Surprised that no one has brought up transposed conditionals yet which I think is the biggest issue with sens/spec values. These metrics tell you about the chance of the test being positive/negative given that the patient is positive/negative which is not very useful for clinical decision making. What you are interested in is P(patient being positive | test result).
Than there is the issue of dichotomization of a continuous variable which is obviously bad practice, but as far as I see, your proposal is to tri-chotomize it instead. This approach still suffers from the same problems of information loss.
The best way would be to use the raw values from the quantitative test to determine the posterior probability for the particular patient. These probabilities can be used afterwards appropriately in a separate decision making context, eg. posterior probabily of >99% getting a “passport”, 90-99% getting re-testing, etc. But this is a completely separate policy-level discussion which is now appropriately informed by the test statistics.

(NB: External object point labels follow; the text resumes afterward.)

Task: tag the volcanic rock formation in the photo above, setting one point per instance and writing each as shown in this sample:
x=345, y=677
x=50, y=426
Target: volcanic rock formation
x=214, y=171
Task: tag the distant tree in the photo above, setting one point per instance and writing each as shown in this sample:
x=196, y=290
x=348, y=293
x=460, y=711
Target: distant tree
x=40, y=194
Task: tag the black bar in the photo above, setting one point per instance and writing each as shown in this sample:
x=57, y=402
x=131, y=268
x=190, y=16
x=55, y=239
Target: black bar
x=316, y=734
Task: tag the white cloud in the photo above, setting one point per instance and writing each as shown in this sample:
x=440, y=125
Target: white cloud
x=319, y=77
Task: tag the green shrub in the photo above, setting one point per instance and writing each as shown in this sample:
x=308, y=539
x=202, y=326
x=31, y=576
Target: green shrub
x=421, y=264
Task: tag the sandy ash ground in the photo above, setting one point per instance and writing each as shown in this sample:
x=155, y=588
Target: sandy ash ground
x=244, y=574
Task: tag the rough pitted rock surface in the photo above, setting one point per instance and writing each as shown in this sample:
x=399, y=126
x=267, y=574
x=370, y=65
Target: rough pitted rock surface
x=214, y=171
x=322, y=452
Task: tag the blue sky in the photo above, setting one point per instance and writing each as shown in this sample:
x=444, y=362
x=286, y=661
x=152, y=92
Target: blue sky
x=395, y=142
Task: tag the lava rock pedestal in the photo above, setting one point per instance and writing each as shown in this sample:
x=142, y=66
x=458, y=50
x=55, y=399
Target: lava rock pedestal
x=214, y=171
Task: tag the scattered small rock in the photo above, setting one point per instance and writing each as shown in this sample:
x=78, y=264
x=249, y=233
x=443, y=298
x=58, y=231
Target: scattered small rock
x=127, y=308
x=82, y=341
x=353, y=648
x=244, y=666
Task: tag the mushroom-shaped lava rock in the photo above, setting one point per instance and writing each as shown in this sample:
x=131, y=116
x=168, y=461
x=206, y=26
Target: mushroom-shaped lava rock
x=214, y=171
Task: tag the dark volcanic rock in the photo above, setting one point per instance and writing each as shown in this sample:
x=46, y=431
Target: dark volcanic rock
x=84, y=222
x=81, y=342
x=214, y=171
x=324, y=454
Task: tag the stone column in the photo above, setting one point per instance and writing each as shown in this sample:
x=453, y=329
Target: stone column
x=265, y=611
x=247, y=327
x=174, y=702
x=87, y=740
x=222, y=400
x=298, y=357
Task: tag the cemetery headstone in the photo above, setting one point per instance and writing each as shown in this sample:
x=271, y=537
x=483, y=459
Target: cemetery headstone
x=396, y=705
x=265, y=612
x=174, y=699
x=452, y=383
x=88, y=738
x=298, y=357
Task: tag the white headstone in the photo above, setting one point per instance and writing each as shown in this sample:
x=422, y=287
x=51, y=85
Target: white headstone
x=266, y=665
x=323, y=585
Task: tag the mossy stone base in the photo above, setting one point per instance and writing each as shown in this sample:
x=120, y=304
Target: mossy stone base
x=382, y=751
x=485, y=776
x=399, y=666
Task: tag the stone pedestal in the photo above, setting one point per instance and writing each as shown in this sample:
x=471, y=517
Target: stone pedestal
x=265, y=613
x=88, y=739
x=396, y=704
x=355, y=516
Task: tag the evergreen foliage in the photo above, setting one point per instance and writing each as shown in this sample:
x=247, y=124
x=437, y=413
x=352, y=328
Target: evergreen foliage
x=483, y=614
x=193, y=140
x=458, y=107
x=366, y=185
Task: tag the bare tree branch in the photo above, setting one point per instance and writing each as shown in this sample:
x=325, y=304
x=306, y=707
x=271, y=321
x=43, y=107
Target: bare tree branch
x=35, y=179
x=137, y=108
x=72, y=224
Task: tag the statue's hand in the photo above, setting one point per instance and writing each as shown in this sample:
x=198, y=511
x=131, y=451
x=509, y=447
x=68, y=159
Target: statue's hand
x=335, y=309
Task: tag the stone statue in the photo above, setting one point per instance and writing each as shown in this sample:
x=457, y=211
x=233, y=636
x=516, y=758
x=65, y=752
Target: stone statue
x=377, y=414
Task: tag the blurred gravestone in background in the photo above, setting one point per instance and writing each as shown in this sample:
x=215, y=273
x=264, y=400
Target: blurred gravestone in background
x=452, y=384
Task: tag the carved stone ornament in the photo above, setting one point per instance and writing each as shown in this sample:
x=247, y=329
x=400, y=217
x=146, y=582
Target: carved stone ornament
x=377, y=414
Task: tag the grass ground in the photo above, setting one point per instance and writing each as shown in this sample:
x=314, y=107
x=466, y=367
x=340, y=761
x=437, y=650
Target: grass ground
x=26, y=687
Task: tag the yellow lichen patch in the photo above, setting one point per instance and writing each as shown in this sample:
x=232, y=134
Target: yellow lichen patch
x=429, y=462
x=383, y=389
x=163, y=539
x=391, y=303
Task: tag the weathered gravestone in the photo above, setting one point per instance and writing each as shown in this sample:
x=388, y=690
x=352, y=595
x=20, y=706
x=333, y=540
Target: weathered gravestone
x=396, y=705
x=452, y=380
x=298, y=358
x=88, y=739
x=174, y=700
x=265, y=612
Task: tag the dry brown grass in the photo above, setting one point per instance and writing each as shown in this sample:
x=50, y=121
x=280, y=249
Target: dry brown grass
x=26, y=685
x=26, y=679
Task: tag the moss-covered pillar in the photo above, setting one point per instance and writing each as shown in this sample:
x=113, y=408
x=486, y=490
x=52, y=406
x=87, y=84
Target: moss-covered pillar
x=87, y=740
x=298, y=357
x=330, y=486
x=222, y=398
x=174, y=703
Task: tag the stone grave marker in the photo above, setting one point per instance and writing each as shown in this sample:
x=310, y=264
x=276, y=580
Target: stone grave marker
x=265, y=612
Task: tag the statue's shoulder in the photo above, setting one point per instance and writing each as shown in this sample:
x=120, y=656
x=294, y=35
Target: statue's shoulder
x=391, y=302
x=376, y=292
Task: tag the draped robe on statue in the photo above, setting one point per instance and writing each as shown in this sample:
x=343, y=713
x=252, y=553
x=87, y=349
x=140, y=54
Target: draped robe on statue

As a side-note, all of this discussion presupposes a gold standard which could be used to determine if patients in the derivation cohort are truly negative or positive. I am not aware of any such method, unless you can recruit some “known negative” patients (known positives are not so difficult to find nowadays, however their antibody response could be variable)

1 Like

That’s what I was struggling to convey, with my “probability of being positive” comment - it does seem absurd that no-one’s really doing that; I guess I’m just going to try to demand I get the data in my institute. The gold-standard for validation of antigen detection is, roughly, sequencing the sample against the viral genome along with clinical presentation. Antibody is substantially more problematic.